That night, I had a dream, of Christmas in Heaven. Oh how I cannot wait to be there someday soon, with my fellow saints because it was just. That. awesome. But until then, I will share it below:)
She was there.
Squatting down like all toddlers do. She had on a fresh white dress with white buttons all the way down her back. Her tiny brown curls rested on the back of her neck and the back of her heels stuck out underneath her dress as it billowed out over her squatting little body. Thats all I could see of her, her tiny little backside, because she was facing the throne room.
She was ok. She was whole. She was home. Something I needed to see after her nine and a half hours of deep suffering and pain she lived here on earth; Things every mother longs to know when their child is away. Although this was different.
Christmas angels were all around her, gathering little ones just like her so tenderly around the foot of the throne to hear the Christmas Story proclaimed that night. All I could hear was the sound of their wings hustling and bustling about getting everything and everyone ready for the biggest celebration of the year. Both in Heaven and on Earth, Angels were preparing.
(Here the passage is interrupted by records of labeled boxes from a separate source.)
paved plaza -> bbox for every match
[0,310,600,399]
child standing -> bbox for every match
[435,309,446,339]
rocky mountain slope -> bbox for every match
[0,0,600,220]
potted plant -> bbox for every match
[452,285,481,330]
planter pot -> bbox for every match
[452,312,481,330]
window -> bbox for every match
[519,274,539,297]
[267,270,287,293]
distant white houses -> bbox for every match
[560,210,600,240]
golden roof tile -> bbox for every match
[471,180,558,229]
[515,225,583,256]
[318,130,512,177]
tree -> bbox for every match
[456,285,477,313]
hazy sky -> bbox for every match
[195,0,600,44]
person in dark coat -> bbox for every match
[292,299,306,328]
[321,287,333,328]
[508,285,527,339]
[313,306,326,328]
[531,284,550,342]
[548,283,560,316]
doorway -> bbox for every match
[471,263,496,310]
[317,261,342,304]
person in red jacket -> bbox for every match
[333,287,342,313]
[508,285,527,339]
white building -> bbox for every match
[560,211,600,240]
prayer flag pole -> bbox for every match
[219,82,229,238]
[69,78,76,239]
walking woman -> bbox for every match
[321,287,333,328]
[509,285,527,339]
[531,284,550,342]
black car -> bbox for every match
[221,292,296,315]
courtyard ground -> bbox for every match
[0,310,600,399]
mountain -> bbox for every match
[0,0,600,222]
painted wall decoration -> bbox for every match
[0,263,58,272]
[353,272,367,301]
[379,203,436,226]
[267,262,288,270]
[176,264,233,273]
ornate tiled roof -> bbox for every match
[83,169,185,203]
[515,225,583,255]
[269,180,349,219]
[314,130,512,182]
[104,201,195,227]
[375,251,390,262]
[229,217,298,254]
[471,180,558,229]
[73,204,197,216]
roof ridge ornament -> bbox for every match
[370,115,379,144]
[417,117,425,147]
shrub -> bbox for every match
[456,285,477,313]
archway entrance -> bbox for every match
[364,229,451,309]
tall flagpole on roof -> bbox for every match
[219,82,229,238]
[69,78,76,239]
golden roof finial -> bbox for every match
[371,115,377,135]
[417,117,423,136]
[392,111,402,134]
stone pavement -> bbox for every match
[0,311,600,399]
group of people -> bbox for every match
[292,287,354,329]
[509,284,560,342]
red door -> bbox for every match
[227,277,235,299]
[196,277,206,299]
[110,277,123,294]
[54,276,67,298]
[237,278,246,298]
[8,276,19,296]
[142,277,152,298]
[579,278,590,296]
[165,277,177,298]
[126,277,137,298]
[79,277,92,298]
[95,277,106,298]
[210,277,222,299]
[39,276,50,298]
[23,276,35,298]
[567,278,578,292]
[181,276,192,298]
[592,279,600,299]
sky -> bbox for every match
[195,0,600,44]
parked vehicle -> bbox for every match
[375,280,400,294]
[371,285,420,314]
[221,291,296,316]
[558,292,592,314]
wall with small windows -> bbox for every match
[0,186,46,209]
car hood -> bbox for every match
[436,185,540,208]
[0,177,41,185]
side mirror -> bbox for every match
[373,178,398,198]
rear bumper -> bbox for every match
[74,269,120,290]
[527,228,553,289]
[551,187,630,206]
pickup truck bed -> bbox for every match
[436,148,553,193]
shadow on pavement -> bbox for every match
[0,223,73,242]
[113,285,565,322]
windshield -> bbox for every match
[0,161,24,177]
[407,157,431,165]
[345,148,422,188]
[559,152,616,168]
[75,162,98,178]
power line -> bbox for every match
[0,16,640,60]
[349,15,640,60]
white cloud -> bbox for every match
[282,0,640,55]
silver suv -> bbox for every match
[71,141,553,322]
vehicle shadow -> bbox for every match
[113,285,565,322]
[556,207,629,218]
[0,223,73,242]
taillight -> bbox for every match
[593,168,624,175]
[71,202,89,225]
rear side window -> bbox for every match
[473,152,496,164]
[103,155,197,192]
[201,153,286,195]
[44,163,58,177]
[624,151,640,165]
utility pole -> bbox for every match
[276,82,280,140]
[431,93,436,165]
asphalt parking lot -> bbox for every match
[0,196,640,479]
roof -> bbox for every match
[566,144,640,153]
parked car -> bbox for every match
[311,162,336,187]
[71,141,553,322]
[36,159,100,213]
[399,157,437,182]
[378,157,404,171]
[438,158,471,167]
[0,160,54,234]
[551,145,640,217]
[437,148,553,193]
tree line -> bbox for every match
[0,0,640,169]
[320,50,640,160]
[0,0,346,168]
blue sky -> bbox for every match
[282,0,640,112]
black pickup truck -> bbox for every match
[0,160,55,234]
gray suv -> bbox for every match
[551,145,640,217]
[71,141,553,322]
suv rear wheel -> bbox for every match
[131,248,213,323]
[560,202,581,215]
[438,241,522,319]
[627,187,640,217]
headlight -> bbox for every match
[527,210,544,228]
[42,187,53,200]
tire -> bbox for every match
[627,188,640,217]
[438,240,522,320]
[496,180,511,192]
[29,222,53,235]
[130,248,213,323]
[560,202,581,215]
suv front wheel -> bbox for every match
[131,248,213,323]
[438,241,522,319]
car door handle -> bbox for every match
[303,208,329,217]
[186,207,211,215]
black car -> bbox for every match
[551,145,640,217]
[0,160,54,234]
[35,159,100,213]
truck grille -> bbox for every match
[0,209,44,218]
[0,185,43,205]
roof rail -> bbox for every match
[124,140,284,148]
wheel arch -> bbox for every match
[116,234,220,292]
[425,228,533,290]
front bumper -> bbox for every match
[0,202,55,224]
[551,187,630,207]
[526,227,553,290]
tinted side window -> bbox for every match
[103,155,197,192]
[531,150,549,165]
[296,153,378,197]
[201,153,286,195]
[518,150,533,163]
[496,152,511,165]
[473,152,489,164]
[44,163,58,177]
The colors. There were some we would recognize and some we have never seen before. But they were there. Filling the scene with warmth, joy and love. The deepest love. There was this one color, that the only way I can describe it is its
"the deepest understanding of each human soul l've ever created" color..
It was this dream that led me to paint one of my first abstract paintings. It was from my mind’s eye that I painted what is now known as the painting “Christmas in Heaven.” The gold in the upper left hand quadrant alludes to the Great Throne Room—where the King of Heaven reigns and sovereignly rules. The bold streaks of red and green splayed across the bottom right is a nod to all of the occupants of Heaven, gathering ‘round in joyful expectation.
The warmth that this dream brings during the holiday season cannot be expressed in words, only in paint strokes and candle light.
This abstract painting is a gentle reminder to me that we have hope, an everlasting hope. That Heaven is real, and Christmas is worth celebrating BIG because of the reality of Jesus. He humbly came down to earth in the form of a baby, to save us from death, and reconcile God’s story back to His original intent, and allow us to have Hope here on earth. Hope in Eternity. It's going to be awesome. :)
Until then, Join me in dreaming about it.